Fidèle à la profonde nature de vaudeville qu’est Le Mandat, Patrick Pineau livre une mise en scène échevelée pour ses retrouvailles avec Erdman. Derrière les rires en cascade, la terreur des personnages face au nouvel ordre politique est abyssale.
Rien ne ressemble plus à un Labiche que cette pièce de Nicolaï Erdman. Et rien ne lui ressemble moins. Le Mandat a la structure des vaudevilles, ce parfait enchainement des situations qui pousse constamment au rire avec les personnages cachés (derrière une porte, sous un tapis, dans une malle…) qui déclenchent ou achèvent des quiproquos à une folle allure. Mais Le Mandat a un propos bien plus ambitieux et raide que celui d’une comédie de mœurs entre bourgeois de la fin XIXe. 1900 a été enjambé. Cela fait sept ans que le tsar est tombé en Russie, la Nouvelle politique économique (NEP) est enclenchée et tout l’ordre social est à terre. Les possédants n’ont plus droit de cité, la propriété est interdite et le nouvel horizon est d’avoir sa carte au parti communiste, un « mandat ». Ainsi donc deux familles, l’une bourgeoise ruinée par les révolutions de 1917 et d’anciens tsaristes encore riches trouvent un arrangement : marier leurs enfants. La dot ? le frère de la future mariée qui s’engage à s’encarter au PCUS pour assurer la protection de tous dès lors qu’il aura entre les mains le fameux mandat.
Jouer sur les apparences
Dans l’espace réduit d’un appartement communautaire, les hystéries s’enchainent les unes aux autres tant la matriarche Nadejda Goulatchkine est inquiète. Il n’y a plus aucun repère. L’affolement est général, toute action prend des proportions immenses à commencer par ce voisin qui ne décolère pas que sa casserole de vermicelles au lait ait fini sur sa tête parce que Pavel, le fils Goulatchkine, donnait des coups de marteaux de l’autre côté du mur (fin) pour accrocher maladroitement des peintures.

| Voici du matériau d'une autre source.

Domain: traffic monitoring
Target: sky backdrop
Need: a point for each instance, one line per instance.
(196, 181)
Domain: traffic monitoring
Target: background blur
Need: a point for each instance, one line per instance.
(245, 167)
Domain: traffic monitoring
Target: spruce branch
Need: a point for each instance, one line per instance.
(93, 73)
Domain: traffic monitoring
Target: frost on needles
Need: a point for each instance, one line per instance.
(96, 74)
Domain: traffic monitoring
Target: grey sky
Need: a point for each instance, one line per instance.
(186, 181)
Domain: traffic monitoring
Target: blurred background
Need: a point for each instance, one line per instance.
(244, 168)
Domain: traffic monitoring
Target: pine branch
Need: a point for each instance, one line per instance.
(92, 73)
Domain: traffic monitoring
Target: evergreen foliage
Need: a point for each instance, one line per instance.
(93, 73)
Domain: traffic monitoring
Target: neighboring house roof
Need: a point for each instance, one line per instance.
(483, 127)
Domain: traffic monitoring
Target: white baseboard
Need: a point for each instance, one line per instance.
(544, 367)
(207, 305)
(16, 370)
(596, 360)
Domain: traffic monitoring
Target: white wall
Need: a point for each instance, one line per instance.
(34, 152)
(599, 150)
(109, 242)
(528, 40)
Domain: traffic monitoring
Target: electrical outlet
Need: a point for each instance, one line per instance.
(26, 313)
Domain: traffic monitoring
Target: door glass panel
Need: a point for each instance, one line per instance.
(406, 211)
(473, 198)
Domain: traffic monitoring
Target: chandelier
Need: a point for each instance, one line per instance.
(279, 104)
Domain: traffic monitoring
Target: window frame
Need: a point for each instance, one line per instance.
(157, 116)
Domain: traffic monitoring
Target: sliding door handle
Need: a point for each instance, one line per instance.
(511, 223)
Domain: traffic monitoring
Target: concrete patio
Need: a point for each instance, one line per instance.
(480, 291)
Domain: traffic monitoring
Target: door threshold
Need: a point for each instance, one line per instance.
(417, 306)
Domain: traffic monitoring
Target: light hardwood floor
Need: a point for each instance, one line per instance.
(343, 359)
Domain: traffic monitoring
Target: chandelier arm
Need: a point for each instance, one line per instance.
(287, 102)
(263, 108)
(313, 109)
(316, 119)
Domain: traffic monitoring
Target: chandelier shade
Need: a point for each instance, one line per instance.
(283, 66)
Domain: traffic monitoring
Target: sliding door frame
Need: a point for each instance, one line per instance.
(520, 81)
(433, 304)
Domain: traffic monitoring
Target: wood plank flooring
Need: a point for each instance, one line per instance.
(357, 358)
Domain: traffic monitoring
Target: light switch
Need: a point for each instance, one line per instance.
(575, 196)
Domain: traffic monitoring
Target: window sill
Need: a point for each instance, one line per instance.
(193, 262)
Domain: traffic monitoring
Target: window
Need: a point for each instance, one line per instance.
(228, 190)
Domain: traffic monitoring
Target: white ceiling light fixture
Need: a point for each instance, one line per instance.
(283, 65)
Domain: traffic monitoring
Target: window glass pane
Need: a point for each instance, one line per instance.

Tout est en place dans cette scène d’ouverture avec ce personnage qui sera le plus lucide d’entre tous déjouant tous les faux-semblants que Pavel entretient avec un tableau réversible : Marx d’un côté, des paysages de l’autre et une représentation religieuse pour combler les ecclésiastiques. Contenter tout le monde, ne froisser personne. Pas pour le plaisir gratuit de duper ses visiteurs mais pour survivre dans une URSS naissante dont ils ne connaissent pas encore tous les codes mais ont saisi violemment les changements.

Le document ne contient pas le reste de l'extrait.